After six or seven years trying different medications and diets, Rasor felt little relief. That is when she turned to cannabis.
Although legal medicinally, maijuana was a year from being permitted recreationally. The stigma gave Rasor pause. She worried how it would impact her relationships or future job prospects. Few doctors would prescribe it, she said, and it seemed like little reliable information was available.
Unable to work or do much of anything and battling constant exhaustion, dehydration and nausea, she asked herself what she had to lose.
“I was in a wheelchair,” she said, “with not much of a prognosis for long-term life.”
Advocating for access
Rasor credits cannabis with relief from her nausea and allowing her to eat again. She felt pain relief too, and became less anxious about frequent doctor visits. “I found cannabis and that allowed me to be able to kind of have a life again.”

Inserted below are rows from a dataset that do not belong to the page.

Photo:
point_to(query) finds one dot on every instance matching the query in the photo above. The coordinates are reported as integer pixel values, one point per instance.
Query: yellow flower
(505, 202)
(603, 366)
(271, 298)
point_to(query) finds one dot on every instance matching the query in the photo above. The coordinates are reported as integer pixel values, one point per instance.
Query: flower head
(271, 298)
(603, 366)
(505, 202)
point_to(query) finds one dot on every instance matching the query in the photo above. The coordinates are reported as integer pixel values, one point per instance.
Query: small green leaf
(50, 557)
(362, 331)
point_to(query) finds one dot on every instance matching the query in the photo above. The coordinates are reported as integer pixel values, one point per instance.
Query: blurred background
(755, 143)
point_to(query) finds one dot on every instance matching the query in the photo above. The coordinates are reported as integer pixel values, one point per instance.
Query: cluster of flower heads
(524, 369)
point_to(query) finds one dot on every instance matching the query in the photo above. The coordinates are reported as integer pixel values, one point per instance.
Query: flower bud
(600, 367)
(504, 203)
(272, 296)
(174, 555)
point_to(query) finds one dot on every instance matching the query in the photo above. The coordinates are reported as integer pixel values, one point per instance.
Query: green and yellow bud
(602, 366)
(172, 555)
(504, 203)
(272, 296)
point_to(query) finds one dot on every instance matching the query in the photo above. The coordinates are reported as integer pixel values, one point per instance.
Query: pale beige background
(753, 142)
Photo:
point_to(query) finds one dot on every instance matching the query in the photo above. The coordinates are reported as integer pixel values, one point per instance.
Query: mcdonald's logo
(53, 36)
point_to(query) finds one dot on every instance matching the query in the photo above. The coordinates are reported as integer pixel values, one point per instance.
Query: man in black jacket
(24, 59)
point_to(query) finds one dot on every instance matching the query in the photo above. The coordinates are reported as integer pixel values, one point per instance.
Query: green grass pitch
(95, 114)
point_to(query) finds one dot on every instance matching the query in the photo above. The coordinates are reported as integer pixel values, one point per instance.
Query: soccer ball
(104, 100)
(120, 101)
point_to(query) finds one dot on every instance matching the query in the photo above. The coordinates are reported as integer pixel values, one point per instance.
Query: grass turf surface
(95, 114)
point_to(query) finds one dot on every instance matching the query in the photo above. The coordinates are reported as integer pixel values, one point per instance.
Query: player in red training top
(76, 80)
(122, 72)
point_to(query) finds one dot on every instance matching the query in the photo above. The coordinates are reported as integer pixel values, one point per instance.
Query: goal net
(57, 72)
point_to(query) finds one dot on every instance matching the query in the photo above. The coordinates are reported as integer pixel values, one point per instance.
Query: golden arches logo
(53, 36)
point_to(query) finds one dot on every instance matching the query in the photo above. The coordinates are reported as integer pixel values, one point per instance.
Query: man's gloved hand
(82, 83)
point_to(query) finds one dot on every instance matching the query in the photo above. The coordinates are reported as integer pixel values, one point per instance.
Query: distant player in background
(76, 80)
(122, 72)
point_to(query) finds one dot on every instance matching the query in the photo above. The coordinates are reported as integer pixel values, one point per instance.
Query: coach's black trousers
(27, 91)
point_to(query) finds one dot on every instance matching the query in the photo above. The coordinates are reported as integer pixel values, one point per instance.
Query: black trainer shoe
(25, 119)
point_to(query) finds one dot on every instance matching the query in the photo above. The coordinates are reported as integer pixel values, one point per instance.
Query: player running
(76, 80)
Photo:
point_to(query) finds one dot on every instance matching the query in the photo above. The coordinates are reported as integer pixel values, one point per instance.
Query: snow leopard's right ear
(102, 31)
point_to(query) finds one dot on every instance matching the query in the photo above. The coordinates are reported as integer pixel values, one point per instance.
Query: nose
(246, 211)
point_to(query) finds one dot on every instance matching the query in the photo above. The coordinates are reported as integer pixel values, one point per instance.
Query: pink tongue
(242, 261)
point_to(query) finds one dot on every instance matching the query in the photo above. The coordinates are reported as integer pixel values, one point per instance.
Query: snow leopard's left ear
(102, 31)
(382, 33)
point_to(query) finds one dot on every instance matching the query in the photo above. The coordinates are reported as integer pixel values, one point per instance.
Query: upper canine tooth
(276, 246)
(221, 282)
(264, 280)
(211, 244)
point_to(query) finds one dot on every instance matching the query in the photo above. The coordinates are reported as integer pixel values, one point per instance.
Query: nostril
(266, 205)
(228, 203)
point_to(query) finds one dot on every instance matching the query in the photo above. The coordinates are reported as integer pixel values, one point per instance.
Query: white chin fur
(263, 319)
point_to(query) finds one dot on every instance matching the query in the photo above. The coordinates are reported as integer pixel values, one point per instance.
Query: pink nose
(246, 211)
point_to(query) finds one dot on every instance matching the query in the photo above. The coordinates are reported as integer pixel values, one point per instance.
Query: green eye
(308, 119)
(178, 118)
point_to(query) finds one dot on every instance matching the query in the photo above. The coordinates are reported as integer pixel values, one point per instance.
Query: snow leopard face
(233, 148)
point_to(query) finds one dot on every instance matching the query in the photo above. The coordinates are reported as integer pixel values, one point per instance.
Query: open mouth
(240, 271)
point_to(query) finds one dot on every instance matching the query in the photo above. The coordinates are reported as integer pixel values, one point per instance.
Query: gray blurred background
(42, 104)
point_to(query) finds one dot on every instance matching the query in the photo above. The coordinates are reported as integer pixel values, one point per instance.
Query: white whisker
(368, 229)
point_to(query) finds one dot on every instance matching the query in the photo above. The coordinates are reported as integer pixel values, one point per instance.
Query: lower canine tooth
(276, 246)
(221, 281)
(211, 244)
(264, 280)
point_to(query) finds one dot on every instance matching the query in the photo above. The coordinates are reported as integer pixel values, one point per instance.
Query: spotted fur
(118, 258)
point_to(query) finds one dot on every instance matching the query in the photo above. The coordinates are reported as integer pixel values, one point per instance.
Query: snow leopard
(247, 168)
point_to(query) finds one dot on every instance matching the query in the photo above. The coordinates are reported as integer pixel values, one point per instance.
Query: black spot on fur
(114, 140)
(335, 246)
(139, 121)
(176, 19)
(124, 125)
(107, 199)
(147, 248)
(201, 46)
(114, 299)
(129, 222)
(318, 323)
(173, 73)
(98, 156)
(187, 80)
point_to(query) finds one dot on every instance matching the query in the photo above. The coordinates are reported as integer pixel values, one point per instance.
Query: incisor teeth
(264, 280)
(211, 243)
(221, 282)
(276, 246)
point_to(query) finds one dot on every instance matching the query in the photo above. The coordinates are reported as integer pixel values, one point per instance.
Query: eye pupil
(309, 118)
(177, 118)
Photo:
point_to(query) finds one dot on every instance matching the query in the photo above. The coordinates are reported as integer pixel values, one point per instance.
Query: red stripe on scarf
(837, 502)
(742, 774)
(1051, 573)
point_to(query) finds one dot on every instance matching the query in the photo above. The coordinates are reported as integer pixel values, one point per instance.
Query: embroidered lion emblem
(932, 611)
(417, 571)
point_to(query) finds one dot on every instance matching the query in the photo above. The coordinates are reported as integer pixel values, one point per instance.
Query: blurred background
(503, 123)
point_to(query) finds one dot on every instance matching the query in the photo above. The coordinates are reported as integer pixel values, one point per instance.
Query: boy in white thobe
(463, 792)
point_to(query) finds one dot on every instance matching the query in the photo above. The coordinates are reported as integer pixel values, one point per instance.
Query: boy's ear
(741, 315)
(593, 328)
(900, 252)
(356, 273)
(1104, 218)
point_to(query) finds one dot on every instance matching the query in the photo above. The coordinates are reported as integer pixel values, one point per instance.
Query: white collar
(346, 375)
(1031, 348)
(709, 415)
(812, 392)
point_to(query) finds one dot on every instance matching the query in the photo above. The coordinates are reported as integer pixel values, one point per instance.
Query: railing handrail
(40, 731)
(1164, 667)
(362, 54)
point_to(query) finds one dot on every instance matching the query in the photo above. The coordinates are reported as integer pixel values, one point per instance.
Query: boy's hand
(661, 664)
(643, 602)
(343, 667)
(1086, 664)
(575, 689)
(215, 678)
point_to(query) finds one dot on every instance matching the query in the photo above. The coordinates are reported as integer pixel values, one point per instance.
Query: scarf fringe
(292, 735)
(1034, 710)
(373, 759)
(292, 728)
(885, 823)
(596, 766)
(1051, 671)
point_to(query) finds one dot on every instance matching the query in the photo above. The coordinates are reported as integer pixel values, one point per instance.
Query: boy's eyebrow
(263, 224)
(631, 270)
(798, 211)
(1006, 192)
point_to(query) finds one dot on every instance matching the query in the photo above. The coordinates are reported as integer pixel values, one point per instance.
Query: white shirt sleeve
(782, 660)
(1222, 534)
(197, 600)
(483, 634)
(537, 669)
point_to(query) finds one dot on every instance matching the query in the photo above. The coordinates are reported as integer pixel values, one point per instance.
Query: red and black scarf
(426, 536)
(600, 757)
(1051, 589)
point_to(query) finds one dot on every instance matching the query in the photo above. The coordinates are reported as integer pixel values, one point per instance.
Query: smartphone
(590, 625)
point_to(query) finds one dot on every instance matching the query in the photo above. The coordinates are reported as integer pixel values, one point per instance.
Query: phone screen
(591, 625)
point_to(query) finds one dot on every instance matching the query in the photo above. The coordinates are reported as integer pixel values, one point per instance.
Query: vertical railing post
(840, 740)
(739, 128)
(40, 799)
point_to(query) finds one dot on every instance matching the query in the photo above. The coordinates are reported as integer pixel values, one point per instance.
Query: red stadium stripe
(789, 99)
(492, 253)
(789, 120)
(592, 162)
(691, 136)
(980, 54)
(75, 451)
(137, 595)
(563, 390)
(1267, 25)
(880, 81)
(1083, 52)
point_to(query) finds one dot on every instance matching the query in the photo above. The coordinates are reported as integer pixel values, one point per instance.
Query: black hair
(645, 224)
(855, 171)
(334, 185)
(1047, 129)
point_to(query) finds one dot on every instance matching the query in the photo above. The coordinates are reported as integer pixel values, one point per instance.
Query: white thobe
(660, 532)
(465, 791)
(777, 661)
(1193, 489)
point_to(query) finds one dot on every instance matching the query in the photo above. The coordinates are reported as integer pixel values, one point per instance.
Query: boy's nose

It did not solve all of her issues. After spending over a year in the hospital and taking various medications for her ailments, she experienced withdrawals. Microdosing psychedelics helped her come off those medications and address some past traumas, she said, allowing her to rebuild a “semblance of a normal life.”
Her impetus for forming the Key Peninsula Psychedelic Society, is about advocating for others to have that same experience.
“For a long time I’ve been working really hard to advocate for access,” she said. “For other people to be able to survive the same way that I have.”